This assignment will explore the datasets contains detailed data information from professionals working in various job. Each record will have the key attributes such as job title, salary amount, years of experience, employment type, and location. Some entries may also include skill set, company size, or educational level, allowing for deeper exploratory data analysis.

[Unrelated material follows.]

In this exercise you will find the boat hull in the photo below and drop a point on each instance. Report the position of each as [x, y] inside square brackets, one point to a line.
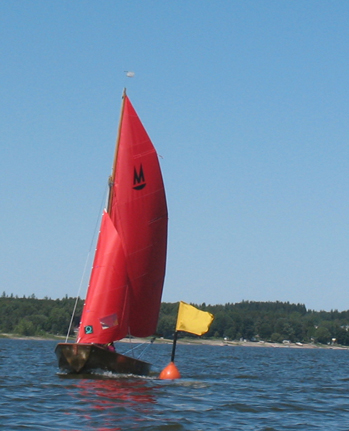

library(tidyverse) # data cleaning, wrangling, plotting
## ── Attaching core tidyverse packages ──────────────────────── tidyverse 2.0.0 ──
## ✔ dplyr 1.1.2 ✔ readr 2.1.4
## ✔ forcats 1.0.0 ✔ stringr 1.5.0
## ✔ ggplot2 4.0.1 ✔ tibble 3.2.1
## ✔ lubridate 1.9.2 ✔ tidyr 1.3.0
## ✔ purrr 1.0.2
## ── Conflicts ────────────────────────────────────────── tidyverse_conflicts() ──
## ✖ dplyr::filter() masks stats::filter()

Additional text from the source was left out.